A stunning literary debut, told with lyrical prose, gentle humor, and an artist's eye, The Tornado Ashes Club is a novel for anyone who's had love or lost it, learned a wise lesson or a dark secret, or felt the magic of the story that is America."
After reading this, I didn't know what to think. It sounded exactly like the back cover of a book I'd pick up and then immediately buy. Words like "saga," "haunting," "heartbreaking," and "sweeping," would scream sensitive literary book at me, sucking me in. I would think that the book was special and noncommercial, the work of a serious artist instead of a top-selling bodice ripper or mystery by armies of ghost writers. Not that I didn't enjoy reading stuff like that sometimes. But I never expected as much from it. I couldn't help but wonder if this meant that every "good" book I read was really a piece of junk cobbled together by a charlatan trying to make money. Or that books weren't "the only place anyone could really be honest" (see my previous post tagged How I Became a Famous Novelist for more on this) after all, but just another product crafted to lure consumers. Or maybe it just meant that I was gullible and writers like Pete Tarslow knew exactly what they were doing.
I read on as Pete and his book became noticed, praised, ignored, defamed, debated, and so forth. Pete does not become immediately or hugely famous as the book's title would suggest. What really puts him on the map is a TV interview in which he admits that his book is a fraud and cites one of America's best-loved novelists as an even bigger fraud. After that, blogs explode with commentary over whether Pete's scum or some sort of genius or maybe just a guy manipulated by the system. Finally, he's invited to be on a panel with the writer he ripped apart. The whole thing is a train wreck, with the audience siding with the other guy. It seems like it's over for Pete. But then an unconventional lit professor who teaches only "popular" books seeks him out and persuades him to write a memoir capitalizing on his notoriety, which he does with spectacular results. He ends up making tons of money.
So it seems like he gets what he wanted. And that there really is a method, a trick, to writing stuff that sells and that that's what writers should do.
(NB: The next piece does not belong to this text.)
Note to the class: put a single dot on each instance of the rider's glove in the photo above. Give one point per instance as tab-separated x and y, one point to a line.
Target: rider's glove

I would've finished it thinking just that if it weren't for this closing sentence describing Pete's reaction after reading a critically acclaimed but unpopular novel:
"I can't even describe it right. And I won't bother excerpting it here. Go find it. I wish I'd written something that good" (Hely 322).
The entire book is turned on its head. It seemed to push the commercial envelope, to laugh at people who were trying to write something real. Yet all along it was using Pete as a kind of symbol. You're not supposed to root for him. You're supposed to feel sorry for him and read his exploits as a cautionary tale. This was a comfort to me, the lover of truth and books. Even so, a few things continued to niggle.
Like, even though Pete was a jerk, his antics put him on the map. So, if he wanted to change his ways and write and publish a "good" book, he'd have the connections to do so. In a weird way I admired Pete for at least wanting to do something. Sure, he was dishonest and went about writing ass-backwards. But at least he wasn't just sitting on a couch watching his life pass him by. That's the kind of guy he was when he was dating Polly. His lack of motivation, in fact, was the reason she left him. But her getting married catapulted him into action, however misled. It changed his life. If he hadn't written an awful book, then maybe he would never have discovered that he wanted to write a good one.
Or maybe I'm being a sap again and giving this guy way too much credit. Either way, it's something to think about.